税関の事後調査が入る場合に、問題となるものの1つとして、関税評価における買付手数料の認定があげられます。

税関による事後調査では、輸入申告時の関税評価(課税価格の算出)に誤りがないかが調査され、その評価に誤りがあれば、申告漏れを指摘され、関税及び消費税の不足額や過少申告加算税などの追徴を求められることとなります。

輸入を行った場合には、輸入貨物には関税が課されることになります。この関税は、輸入貨物の課税標準(課税価格又は課税数量)に当該貨物に適用される関税率を乗じて算出します。輸入貨物の課税価格は、買手から売手に対して現実に支払われた、又は支払われるべき価格に、その含まれていない限度において、運賃等の「加算要素」の額を加えた価格によって計算されることを原則としています。

そして、この「加算要素」には、当該輸入取引において第三者へ支払われる仲介料その他の手数料が含まれています。ところが、「買付手数料」だけは、加算要素には含まれないこととなっているのです。つまり、第三者に支払った手数料の内、買付手数料と認定できるものがあれば、結果的に課税価格を低額に抑えることができるのです。

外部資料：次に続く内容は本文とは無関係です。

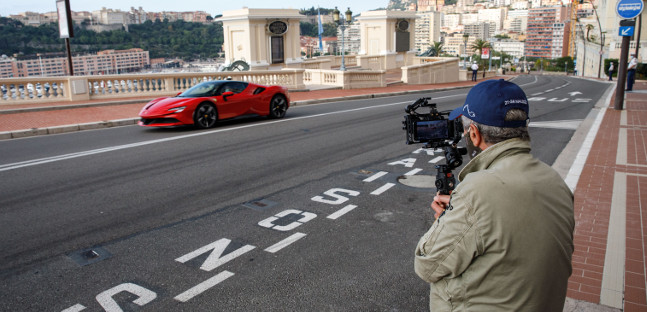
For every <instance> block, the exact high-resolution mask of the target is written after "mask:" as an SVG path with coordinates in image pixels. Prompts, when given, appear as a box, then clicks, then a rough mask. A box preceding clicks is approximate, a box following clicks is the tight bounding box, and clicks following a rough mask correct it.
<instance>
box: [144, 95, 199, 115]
mask: <svg viewBox="0 0 647 312" xmlns="http://www.w3.org/2000/svg"><path fill="white" fill-rule="evenodd" d="M192 100H194V98H178V97H167V98H158V99H154V100H152V101H150V102H148V104H146V105H145V106H144V108H142V110H141V111H140V112H139V114H140V115H142V114H145V115H158V114H168V113H169V112H168V110H169V109H170V108H173V107H179V106H183V105H186V104H187V103H188V102H191V101H192Z"/></svg>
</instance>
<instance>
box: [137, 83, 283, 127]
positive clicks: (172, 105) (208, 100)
mask: <svg viewBox="0 0 647 312" xmlns="http://www.w3.org/2000/svg"><path fill="white" fill-rule="evenodd" d="M288 107H290V98H289V95H288V90H287V88H285V87H281V86H263V85H258V84H254V83H249V82H244V81H232V80H216V81H206V82H202V83H200V84H197V85H195V86H193V87H192V88H190V89H188V90H186V91H184V92H182V93H180V94H178V95H177V96H175V97H162V98H158V99H155V100H152V101H150V102H148V104H146V106H144V108H143V109H142V110H141V111H140V112H139V117H141V119H140V121H139V125H140V126H150V127H168V126H179V125H195V126H196V127H198V128H211V127H213V126H214V125H215V124H216V122H217V121H218V120H223V119H229V118H234V117H239V116H244V115H260V116H269V117H270V118H283V116H285V113H286V112H287V110H288Z"/></svg>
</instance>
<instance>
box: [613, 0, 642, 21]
mask: <svg viewBox="0 0 647 312" xmlns="http://www.w3.org/2000/svg"><path fill="white" fill-rule="evenodd" d="M642 11H643V2H642V0H620V1H618V5H617V6H616V13H617V14H618V16H620V18H622V19H632V18H635V17H637V16H638V15H640V13H642Z"/></svg>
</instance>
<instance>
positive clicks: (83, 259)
mask: <svg viewBox="0 0 647 312" xmlns="http://www.w3.org/2000/svg"><path fill="white" fill-rule="evenodd" d="M68 257H70V258H71V259H72V260H74V262H76V263H77V264H78V265H80V266H85V265H88V264H93V263H96V262H99V261H102V260H105V259H108V258H110V257H112V254H110V253H109V252H108V251H107V250H105V249H103V248H102V247H92V248H88V249H82V250H77V251H75V252H73V253H71V254H69V255H68Z"/></svg>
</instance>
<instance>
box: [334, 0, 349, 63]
mask: <svg viewBox="0 0 647 312" xmlns="http://www.w3.org/2000/svg"><path fill="white" fill-rule="evenodd" d="M344 14H345V15H346V19H344V20H341V19H340V17H339V10H338V9H337V7H335V10H333V11H332V19H333V21H335V23H337V24H338V25H339V28H341V67H339V70H341V71H346V61H345V60H344V54H346V52H345V51H344V41H345V39H344V31H345V30H346V24H348V25H350V23H351V22H352V21H353V12H351V10H350V8H348V10H346V12H345V13H344Z"/></svg>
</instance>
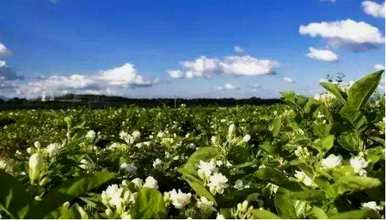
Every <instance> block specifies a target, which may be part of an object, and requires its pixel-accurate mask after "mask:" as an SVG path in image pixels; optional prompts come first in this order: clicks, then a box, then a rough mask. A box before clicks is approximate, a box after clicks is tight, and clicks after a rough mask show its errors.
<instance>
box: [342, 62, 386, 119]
mask: <svg viewBox="0 0 386 220" xmlns="http://www.w3.org/2000/svg"><path fill="white" fill-rule="evenodd" d="M382 73H383V70H379V71H377V72H374V73H371V74H369V75H367V76H365V77H363V78H361V79H359V80H358V81H356V82H355V83H354V84H353V85H352V86H351V88H350V90H349V91H348V98H347V102H346V104H345V105H344V106H343V107H342V108H341V110H340V114H341V115H342V116H343V117H344V118H346V119H348V121H350V122H351V123H353V122H354V121H355V120H356V119H357V117H358V113H359V112H360V110H361V108H362V107H363V106H364V105H365V104H366V102H367V101H368V99H369V98H370V96H371V95H372V94H373V92H374V91H375V89H376V88H377V86H378V84H379V81H380V80H381V77H382Z"/></svg>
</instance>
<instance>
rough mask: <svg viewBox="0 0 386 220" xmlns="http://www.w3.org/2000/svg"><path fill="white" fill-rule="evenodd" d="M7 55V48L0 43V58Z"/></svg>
mask: <svg viewBox="0 0 386 220" xmlns="http://www.w3.org/2000/svg"><path fill="white" fill-rule="evenodd" d="M8 53H9V50H8V48H7V47H6V46H5V45H4V44H2V43H1V42H0V56H1V55H6V54H8Z"/></svg>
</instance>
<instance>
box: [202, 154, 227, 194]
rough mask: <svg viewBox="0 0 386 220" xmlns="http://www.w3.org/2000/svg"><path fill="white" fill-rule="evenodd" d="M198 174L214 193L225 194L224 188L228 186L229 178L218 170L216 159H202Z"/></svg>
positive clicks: (210, 190)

とはいえ、買付手数料とその他の手数料との分類は非常に難しいものであり、税関も複数の要件を備えていないと買付手数料とは認定しない傾向にあります。

そのため、税関事後調査の際にこの点に関する知識が不足していると、買付手数料と考えていたものが仲介手数料と認定されてしまったり、買付手数料と主張できるものをそのまま課税価格に含めてしまったりして、結局相当額の追徴を求められてしまう可能性があります。

税関の事後調査が入ることとなった場合には、上記問題点を認識した上で、専門家を交えて検討し、税関調査の事前準備、税関との交渉を行うことが肝要となります。専門家を交えての税関事後調査の事前準備、税関との交渉次第では、買付手数料との認定を得られ、結果として負担額を減額できる可能性があります。